Le bras financier de l’État, qui gère une grande partie de l’encours, n’avait jamais enregistré une telle sortie nette entre janvier et juin depuis 2008, première année couverte par des données consolidées. Un regain en août Combinée à celle du Livret de développement durable et solidaire (LDDS), la décollecte a totalisé 6,89 milliards d’euros depuis le 1er janvier, selon l’établissement public. A titre de comparaison, la collecte nette pour ces deux livrets avait atteint à la même époque 6,03 milliards d’euros en 2025, plus de 15 milliards en 2024 et près de 26 milliards en 2023, le record.
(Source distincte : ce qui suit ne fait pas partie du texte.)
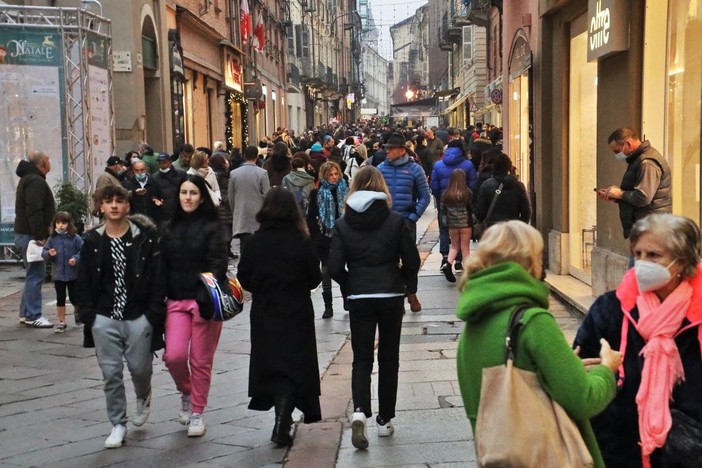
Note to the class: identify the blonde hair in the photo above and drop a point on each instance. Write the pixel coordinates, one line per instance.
(510, 241)
(327, 167)
(198, 160)
(371, 179)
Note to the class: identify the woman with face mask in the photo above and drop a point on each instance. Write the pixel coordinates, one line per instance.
(654, 319)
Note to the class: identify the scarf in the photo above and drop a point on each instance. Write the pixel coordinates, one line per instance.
(329, 208)
(658, 324)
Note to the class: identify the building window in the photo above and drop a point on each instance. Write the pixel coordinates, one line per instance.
(467, 45)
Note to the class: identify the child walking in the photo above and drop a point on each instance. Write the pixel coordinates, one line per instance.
(457, 210)
(63, 249)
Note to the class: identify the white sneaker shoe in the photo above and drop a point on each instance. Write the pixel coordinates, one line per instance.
(196, 428)
(385, 429)
(117, 436)
(185, 409)
(143, 410)
(359, 437)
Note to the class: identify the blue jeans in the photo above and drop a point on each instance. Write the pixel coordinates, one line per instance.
(30, 303)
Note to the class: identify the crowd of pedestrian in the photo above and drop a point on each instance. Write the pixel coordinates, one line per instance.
(342, 203)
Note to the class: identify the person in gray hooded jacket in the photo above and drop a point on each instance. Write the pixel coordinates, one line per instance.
(374, 258)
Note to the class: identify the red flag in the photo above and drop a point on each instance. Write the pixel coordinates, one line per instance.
(259, 33)
(245, 21)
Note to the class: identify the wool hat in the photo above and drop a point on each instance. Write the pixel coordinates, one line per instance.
(112, 160)
(396, 140)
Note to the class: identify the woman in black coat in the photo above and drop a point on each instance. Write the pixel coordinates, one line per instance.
(374, 258)
(512, 202)
(279, 267)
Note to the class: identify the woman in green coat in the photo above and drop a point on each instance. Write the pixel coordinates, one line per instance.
(502, 274)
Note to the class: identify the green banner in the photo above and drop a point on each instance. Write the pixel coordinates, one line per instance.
(19, 46)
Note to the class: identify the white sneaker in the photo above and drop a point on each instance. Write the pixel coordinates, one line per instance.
(116, 439)
(41, 322)
(196, 428)
(386, 429)
(185, 409)
(359, 437)
(143, 410)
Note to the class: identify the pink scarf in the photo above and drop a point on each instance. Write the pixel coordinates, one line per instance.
(658, 325)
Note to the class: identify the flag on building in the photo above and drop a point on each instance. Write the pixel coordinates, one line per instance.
(259, 33)
(245, 22)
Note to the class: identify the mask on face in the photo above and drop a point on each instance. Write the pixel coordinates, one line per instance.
(651, 276)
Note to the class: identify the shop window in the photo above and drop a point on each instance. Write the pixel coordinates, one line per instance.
(684, 102)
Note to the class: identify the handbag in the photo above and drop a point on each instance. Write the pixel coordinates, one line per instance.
(518, 424)
(219, 302)
(480, 227)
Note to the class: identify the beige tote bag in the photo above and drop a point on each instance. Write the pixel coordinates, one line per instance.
(518, 424)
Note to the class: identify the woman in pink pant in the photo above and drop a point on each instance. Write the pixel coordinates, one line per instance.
(193, 243)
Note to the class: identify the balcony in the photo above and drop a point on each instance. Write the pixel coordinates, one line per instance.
(477, 12)
(293, 84)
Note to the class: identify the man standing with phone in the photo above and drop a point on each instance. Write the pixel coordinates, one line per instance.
(646, 184)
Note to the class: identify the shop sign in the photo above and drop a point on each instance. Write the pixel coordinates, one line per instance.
(233, 75)
(607, 28)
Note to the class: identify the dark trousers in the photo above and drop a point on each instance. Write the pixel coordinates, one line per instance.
(365, 316)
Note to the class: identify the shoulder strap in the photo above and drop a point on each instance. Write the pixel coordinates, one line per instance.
(494, 200)
(513, 328)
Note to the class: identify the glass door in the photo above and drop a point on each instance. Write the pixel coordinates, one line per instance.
(582, 160)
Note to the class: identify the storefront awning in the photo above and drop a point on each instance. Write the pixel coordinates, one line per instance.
(455, 104)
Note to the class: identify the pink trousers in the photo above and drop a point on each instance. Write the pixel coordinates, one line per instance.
(190, 345)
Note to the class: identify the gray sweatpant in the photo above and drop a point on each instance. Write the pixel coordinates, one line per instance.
(115, 340)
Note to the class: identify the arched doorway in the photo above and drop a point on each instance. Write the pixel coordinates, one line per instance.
(521, 134)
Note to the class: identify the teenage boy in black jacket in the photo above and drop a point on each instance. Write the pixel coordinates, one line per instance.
(121, 302)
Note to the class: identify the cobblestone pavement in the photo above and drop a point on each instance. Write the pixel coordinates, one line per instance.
(52, 407)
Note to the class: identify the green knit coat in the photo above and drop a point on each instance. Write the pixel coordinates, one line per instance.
(486, 303)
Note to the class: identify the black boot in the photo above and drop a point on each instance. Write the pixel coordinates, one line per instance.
(328, 310)
(283, 420)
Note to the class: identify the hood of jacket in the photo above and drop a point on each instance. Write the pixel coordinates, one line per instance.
(299, 178)
(497, 288)
(366, 210)
(453, 156)
(25, 168)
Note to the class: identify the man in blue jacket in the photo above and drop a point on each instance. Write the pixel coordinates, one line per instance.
(408, 187)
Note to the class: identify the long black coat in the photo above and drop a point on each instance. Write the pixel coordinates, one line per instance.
(279, 267)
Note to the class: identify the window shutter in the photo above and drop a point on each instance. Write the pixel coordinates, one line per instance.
(467, 45)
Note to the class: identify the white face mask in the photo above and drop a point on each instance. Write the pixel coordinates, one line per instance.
(652, 276)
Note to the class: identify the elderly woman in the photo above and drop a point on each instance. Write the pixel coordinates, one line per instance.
(501, 275)
(653, 317)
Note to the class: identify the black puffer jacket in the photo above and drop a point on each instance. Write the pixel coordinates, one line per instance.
(34, 204)
(144, 279)
(616, 428)
(190, 246)
(512, 203)
(368, 245)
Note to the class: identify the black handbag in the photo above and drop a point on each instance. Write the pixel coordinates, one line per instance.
(683, 447)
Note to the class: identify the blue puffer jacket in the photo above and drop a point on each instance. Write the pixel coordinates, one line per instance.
(408, 186)
(441, 174)
(67, 247)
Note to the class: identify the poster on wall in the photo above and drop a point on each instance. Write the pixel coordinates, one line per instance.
(31, 111)
(100, 106)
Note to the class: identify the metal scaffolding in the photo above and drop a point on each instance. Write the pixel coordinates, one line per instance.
(75, 26)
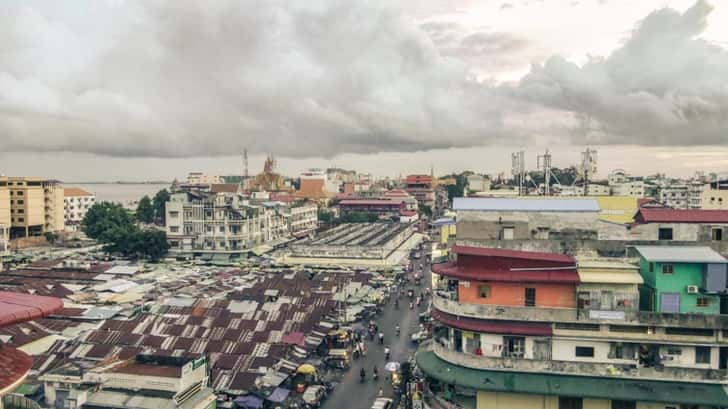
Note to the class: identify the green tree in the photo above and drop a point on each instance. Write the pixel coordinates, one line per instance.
(111, 225)
(103, 217)
(145, 210)
(159, 203)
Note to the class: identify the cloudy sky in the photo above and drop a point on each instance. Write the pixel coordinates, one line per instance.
(149, 89)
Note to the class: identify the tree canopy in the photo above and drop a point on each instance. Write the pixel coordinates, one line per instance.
(113, 226)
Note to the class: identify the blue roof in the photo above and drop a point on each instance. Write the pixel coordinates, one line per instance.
(488, 204)
(443, 221)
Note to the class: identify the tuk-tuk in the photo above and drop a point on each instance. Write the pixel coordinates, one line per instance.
(338, 358)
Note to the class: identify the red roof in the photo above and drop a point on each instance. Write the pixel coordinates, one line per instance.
(565, 276)
(517, 254)
(14, 366)
(490, 326)
(369, 202)
(16, 307)
(660, 215)
(487, 264)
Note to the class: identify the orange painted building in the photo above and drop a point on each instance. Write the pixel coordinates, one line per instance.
(514, 294)
(511, 278)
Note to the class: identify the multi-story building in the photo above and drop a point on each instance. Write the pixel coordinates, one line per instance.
(536, 330)
(421, 187)
(36, 205)
(76, 203)
(682, 279)
(622, 184)
(715, 195)
(222, 221)
(4, 215)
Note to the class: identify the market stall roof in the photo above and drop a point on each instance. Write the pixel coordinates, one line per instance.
(16, 307)
(614, 388)
(278, 395)
(14, 367)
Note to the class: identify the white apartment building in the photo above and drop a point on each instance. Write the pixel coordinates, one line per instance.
(199, 178)
(76, 203)
(226, 222)
(683, 196)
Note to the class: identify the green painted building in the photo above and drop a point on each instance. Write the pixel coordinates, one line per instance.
(682, 279)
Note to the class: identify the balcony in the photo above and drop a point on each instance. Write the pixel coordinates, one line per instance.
(499, 312)
(621, 371)
(543, 314)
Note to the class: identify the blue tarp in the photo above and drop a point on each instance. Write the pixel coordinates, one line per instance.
(278, 395)
(249, 402)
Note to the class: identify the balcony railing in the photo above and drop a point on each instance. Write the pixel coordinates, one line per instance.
(545, 314)
(660, 373)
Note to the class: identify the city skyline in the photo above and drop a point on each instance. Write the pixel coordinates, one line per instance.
(432, 82)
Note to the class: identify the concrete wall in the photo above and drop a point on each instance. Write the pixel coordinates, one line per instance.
(477, 225)
(587, 248)
(502, 400)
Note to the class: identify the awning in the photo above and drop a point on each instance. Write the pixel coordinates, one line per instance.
(604, 387)
(278, 395)
(249, 402)
(492, 326)
(294, 338)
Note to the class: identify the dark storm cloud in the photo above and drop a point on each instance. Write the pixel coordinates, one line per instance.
(320, 78)
(189, 78)
(664, 86)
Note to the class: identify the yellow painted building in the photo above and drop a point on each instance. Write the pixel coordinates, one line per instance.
(35, 205)
(617, 209)
(714, 199)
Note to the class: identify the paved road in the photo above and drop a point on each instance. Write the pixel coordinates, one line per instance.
(353, 394)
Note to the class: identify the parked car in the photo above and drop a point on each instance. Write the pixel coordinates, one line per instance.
(313, 395)
(382, 403)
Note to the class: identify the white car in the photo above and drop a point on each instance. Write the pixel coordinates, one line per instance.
(382, 403)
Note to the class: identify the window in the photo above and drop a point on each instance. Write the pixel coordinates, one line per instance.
(702, 355)
(584, 352)
(664, 233)
(514, 347)
(624, 404)
(570, 403)
(530, 297)
(717, 234)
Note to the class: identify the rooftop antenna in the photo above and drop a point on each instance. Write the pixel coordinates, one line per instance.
(588, 167)
(544, 161)
(518, 169)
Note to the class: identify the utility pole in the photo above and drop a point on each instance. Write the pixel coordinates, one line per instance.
(588, 167)
(544, 161)
(518, 169)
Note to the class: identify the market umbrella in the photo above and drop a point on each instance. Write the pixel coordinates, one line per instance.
(392, 366)
(306, 369)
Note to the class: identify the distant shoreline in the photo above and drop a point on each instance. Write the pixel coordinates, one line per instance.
(120, 183)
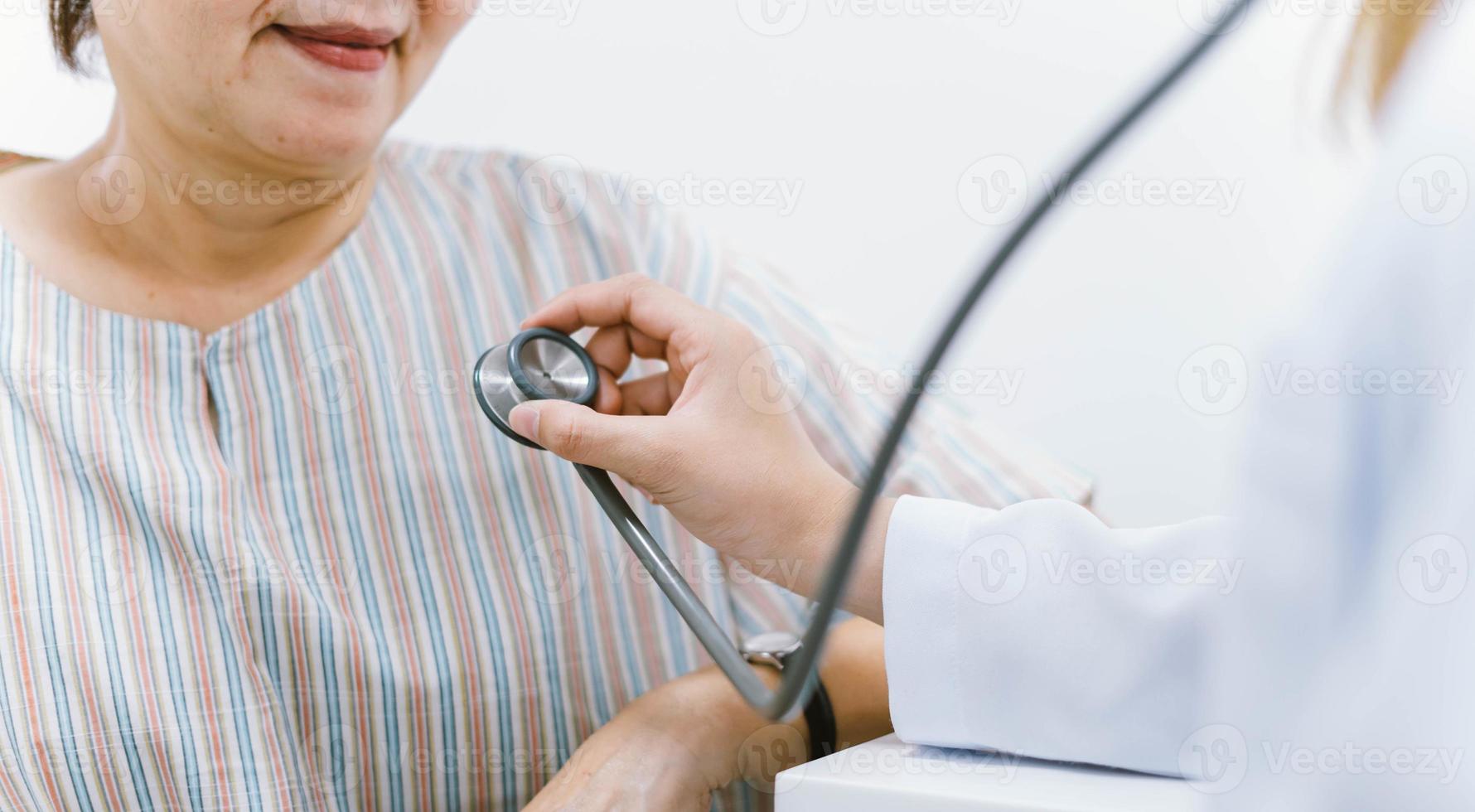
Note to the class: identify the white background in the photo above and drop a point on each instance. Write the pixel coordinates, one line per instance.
(875, 111)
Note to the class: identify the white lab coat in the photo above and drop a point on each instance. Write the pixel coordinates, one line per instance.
(1318, 650)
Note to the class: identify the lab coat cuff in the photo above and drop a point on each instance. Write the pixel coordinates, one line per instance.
(921, 596)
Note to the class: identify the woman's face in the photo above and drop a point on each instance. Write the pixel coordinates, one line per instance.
(295, 86)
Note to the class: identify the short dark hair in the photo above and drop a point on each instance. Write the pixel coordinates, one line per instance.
(71, 22)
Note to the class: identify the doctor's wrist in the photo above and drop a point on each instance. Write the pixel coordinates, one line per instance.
(801, 562)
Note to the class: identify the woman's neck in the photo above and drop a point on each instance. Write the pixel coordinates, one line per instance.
(143, 226)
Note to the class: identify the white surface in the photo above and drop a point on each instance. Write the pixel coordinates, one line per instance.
(873, 119)
(887, 776)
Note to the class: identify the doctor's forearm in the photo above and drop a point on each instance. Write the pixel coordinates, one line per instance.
(801, 562)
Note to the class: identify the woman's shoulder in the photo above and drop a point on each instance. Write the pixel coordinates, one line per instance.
(9, 159)
(537, 191)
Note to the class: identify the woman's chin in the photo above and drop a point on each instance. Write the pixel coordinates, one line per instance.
(319, 138)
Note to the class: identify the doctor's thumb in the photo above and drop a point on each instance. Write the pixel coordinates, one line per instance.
(576, 433)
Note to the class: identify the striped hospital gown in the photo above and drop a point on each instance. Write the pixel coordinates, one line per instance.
(355, 592)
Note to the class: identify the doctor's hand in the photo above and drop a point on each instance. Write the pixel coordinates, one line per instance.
(745, 481)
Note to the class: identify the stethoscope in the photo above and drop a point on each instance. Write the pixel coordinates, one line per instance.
(546, 365)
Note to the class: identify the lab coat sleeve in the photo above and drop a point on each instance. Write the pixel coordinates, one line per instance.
(847, 394)
(1039, 631)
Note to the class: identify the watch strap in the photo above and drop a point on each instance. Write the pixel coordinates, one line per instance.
(819, 715)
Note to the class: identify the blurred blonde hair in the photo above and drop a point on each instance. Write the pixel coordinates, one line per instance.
(1381, 41)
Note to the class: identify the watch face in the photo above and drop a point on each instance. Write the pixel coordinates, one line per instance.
(773, 645)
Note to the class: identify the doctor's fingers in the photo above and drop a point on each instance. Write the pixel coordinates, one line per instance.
(650, 395)
(635, 299)
(616, 346)
(631, 447)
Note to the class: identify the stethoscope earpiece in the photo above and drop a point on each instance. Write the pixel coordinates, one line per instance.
(539, 365)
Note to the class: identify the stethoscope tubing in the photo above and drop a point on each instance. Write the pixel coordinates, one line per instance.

Ce désamour des Français pour le Livret A s’explique par la baisse du taux de rémunération du produit d’épargne, tombé à 1,5 % en février après un plateau à 3 % atteint en 2023. Décidé mi-juillet face au regain d’inflation au premier semestre, le relèvement au 1er août du taux du Livret A à 1,7 % - valable aussi pour le LDDS, mais pas pour le LEP maintenu à 2,5 % –, applicable jusqu’au 31 janvier 2027, pourrait permettre d’enrayer cette chute.